İşte kazanmadan tüketmek buna derler. Maalesef bu da, az gelişmiş ülkelerin özelliklerindendir.
Fakat asıl acınacak halimiz duygularımıza da tüketmeye başladığımız iddialarıdır.
Sizler de vakıf olmuşsunuzdur; dünyanın herhangi bir yerinde bir sel, deprem ya da yangın felaketi geçiren yerlerin insan ve manzara görüntülerini adeta bir sinema filmi seyreder gibi izliyoruz. Çoğumuz fazla bir şey hissetmiyoruz. Acaba seyrede seyrede mi bunlara alıştık yoksa hissizleşiyor muyuz?

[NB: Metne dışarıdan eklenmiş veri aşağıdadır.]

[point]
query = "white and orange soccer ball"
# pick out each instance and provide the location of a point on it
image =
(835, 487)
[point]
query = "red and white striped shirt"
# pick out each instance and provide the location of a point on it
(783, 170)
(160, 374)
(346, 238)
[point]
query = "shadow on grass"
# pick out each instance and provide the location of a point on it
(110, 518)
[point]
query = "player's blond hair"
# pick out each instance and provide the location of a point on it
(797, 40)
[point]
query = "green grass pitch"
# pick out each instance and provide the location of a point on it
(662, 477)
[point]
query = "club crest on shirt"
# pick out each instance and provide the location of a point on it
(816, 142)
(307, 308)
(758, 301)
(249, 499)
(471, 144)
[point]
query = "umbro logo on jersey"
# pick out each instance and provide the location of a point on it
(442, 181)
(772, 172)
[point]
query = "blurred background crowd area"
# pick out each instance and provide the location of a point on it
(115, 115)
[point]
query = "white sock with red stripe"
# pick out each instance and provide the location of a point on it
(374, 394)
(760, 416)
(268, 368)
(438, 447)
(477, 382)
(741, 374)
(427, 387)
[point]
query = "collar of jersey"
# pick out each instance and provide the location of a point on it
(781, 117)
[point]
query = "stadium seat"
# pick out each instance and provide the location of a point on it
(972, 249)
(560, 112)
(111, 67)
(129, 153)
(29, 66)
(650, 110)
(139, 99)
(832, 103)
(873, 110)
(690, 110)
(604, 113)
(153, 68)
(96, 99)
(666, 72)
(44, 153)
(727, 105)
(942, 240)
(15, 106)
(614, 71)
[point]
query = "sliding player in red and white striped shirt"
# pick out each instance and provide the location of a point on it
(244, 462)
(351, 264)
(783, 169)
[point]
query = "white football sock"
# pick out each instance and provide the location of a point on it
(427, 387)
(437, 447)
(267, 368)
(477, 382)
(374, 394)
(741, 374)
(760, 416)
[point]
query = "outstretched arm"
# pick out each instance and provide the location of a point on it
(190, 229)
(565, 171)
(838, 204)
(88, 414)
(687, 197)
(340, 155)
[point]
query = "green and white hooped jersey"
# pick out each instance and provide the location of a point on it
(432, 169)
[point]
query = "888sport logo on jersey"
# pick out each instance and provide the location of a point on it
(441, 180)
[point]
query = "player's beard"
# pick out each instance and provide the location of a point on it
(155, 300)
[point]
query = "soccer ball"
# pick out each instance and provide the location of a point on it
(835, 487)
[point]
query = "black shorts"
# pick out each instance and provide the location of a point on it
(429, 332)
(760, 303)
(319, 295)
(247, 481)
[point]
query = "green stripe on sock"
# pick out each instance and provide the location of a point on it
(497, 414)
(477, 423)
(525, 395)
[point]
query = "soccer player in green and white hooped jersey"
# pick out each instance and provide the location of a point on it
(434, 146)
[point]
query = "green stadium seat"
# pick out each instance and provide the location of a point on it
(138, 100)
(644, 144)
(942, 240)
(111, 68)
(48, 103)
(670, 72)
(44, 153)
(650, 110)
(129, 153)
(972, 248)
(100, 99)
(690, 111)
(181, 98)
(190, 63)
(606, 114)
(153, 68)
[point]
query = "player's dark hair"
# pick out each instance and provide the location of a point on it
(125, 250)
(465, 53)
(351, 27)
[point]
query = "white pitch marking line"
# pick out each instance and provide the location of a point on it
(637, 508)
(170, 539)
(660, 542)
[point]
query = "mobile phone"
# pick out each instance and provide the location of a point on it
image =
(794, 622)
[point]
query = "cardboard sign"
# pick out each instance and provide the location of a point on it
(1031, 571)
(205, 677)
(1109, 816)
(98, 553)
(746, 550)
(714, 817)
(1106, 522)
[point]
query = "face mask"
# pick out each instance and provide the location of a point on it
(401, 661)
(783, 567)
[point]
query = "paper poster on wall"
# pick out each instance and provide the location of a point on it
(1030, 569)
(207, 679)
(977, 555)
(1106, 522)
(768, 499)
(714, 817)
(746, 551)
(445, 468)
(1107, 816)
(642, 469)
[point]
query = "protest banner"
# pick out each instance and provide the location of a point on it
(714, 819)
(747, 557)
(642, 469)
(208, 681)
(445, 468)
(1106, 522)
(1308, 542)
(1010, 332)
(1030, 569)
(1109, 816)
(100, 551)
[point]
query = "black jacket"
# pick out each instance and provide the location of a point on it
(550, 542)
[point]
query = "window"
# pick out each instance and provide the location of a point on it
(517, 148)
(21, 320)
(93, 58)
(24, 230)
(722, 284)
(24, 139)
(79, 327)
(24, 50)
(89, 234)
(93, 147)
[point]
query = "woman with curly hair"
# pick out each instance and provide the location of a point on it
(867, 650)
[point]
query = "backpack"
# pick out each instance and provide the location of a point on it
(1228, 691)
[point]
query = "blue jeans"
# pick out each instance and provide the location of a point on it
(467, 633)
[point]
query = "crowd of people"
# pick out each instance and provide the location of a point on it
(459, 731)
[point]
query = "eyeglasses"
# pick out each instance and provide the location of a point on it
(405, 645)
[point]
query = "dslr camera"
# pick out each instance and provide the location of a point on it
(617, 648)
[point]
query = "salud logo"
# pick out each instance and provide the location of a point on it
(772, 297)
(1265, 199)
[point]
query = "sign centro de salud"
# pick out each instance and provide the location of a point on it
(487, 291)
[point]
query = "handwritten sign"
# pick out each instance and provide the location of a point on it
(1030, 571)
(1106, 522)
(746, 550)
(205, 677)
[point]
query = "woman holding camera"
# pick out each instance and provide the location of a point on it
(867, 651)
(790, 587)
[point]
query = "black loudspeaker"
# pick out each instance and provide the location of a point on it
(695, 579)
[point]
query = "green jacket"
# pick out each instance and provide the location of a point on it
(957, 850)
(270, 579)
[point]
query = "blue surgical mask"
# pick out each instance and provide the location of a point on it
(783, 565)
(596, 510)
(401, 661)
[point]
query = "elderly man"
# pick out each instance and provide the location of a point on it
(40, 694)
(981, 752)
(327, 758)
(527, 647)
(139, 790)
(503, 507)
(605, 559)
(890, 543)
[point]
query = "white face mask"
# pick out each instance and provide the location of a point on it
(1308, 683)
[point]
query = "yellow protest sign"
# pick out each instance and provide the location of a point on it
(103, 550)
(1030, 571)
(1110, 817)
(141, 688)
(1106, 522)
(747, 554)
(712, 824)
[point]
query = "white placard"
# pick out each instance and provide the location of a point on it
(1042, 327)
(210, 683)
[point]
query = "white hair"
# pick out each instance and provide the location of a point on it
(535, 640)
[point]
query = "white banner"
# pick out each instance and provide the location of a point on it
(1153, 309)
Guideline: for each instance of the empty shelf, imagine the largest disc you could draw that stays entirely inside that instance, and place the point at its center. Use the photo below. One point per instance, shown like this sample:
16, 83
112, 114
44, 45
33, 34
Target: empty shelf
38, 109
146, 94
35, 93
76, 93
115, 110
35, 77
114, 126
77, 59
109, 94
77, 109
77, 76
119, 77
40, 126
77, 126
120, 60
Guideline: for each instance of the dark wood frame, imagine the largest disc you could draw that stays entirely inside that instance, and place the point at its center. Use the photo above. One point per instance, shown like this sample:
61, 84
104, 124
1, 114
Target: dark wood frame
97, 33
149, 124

Maalesef anlatılan manzaraların ülkemizin bir başka yerinde olması bile çoğu kere hissiyatımızı harekete geçirmeye yetmiyor.
Bize neler oluyor?
İnsani duygularımızı kaybettik desem doğru olmaz. Çünkü duygular yok olmamalı. Yoksa duygularımızı mı tükettik? Bu olabilir mi, bilemiyorum.
İnsanlara şöyle uzaktan bakın. Soğuk, suratı asık, kahkaha atarken bile bir anlık mekanik bir kahkaha ve hemen sonrası yine aynı asık ve düşünceli insan yüzleri göreceksiniz.
Birine soracak olursanız, cevap hemen hazır; “efendim, hayatın sıkıntıları ve zorlukları”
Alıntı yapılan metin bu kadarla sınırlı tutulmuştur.